The XYK curve uses spotPrice and delta in a non-standard way: to store two virtual reserves. Following each transaction, price adjusts such that the product (multiplication) of the virtual reserves remains constant after every trade.

At pool creation, the reserves are set as follows:

nftBalance (stored as delta): the number of NFTs being bought or sold (in the case of trade pools, whichever is greater) plus one
tokenBalance (stored as spotPrice): the number of NFTs being bought or sold (or whichever is greater) multiplied by the start price

The net price exclusive of fees for a user to buy x NFTs is inputValueWithoutFee = (x * tokenBalance) / (nftBalance - x). Conversely, the net price for a user to sell x NFTs is outputValueWithoutFee = (x * tokenBalance) / (nftBalance + x).

Immediately after every trade, the pair state is updated:

Pair sells: delta = delta - x and spotPrice = spotPrice + outputValueWithoutFee
Pair buys: delta = delta + x and spotPrice = spotPrice - outputValueWithoutFee

GDA Curve

The GDA curve also uses spotPrice and delta in a non-standard way. It is an implementation of the discrete gradual Dutch auction, where spotPrice is the price of the currently "auctioned" NFT irrespective of time decay, and delta stores the auction parameters alpha and lamba, as well as the timestamp of the last trade prevTime.

In contrast to the specification linked above, the GDA curve calculates the price of each item as a function of the last. The net price exclusive of fees for a user to buy x NFTs is inputValue_ = (spotPrice * (alpha^x - 1)) / ((alpha - 1) * 2^(lambda * timeElapsed)) where timeElapsed is the time elapsed since the last NFT was sold.
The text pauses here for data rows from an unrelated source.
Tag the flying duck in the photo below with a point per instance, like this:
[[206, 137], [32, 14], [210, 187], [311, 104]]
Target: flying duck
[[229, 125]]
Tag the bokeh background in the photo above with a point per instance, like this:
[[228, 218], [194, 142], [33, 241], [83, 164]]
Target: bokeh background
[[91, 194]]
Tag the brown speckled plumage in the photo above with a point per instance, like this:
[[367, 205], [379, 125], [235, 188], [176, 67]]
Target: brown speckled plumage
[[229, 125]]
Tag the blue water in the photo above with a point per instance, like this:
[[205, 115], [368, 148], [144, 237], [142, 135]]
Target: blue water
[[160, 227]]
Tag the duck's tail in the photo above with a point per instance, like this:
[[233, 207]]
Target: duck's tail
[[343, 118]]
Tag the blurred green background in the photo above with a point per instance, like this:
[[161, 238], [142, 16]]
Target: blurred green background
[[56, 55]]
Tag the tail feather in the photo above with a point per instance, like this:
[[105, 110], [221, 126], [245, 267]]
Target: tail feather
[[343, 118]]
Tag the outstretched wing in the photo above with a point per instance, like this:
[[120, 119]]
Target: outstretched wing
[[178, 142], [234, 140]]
Conversely, the net price for a user to sell x NFTs is outputValue_ = (spotPrice * 2^(lambda * timeElapsed) * (alpha^x - 1)) / (alpha^(x - 1) * (alpha - 1)) where timeElapsed is the time elapsed since the last NFT was sold.
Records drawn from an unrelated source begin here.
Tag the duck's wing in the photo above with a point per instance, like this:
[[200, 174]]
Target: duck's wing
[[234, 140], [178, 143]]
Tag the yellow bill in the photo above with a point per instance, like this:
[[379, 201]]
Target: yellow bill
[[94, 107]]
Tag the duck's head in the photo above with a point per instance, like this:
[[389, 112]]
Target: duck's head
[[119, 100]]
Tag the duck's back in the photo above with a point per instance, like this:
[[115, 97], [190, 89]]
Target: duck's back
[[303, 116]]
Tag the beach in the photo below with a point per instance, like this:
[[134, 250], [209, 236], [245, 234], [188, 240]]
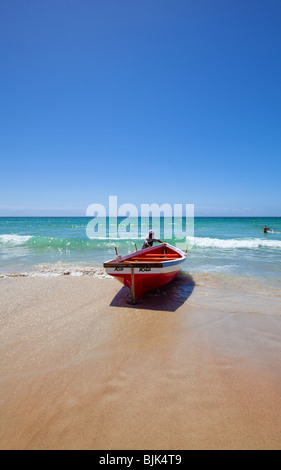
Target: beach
[[195, 365]]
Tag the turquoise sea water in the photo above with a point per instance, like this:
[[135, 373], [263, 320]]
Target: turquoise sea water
[[230, 246]]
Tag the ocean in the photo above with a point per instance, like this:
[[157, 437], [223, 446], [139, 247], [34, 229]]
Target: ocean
[[222, 246]]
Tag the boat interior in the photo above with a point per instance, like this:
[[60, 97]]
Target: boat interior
[[163, 253]]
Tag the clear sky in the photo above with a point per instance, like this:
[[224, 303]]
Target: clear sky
[[155, 101]]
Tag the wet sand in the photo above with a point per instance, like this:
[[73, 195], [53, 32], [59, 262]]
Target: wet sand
[[194, 366]]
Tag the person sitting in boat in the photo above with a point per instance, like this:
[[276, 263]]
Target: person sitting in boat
[[150, 240]]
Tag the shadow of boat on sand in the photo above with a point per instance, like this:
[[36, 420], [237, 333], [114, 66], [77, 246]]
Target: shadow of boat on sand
[[167, 298]]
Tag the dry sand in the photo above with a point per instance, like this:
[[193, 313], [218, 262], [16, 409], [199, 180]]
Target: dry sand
[[192, 367]]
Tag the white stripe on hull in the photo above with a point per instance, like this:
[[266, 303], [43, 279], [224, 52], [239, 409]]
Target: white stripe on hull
[[146, 270]]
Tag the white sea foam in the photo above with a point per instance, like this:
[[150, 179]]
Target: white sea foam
[[14, 240], [250, 243]]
Immediately after every trade, the pair state is updated:

Pair sells: spotPrice = (spotPrice * alpha^x) / 2^(lambda * timeElapsed)
Pair buys: spotPrice = (spotPrice * 2^(lambda * timeElapsed)) / alpha^x

In both cases, delta is also updated to reflect the current block.timestamp.

Parsing `delta`

The GDA curve stores three values in delta. They are the auction parameters alpha and lamba, as well as the timestamp of the last trade prevTime.

Since delta is of type uint128, this is achieved as follows:

The highest 40 bits represent alpha with 9 decimals of precision.
The middle 40 bits represent lambda with 9 decimals of precision.
The lowest 48 bits represent the timestamp of the last trade prevTime.

For a given auction, alpha and lambda are constants, while prevTime (and thus delta as a whole) must be updated immediately after every trade.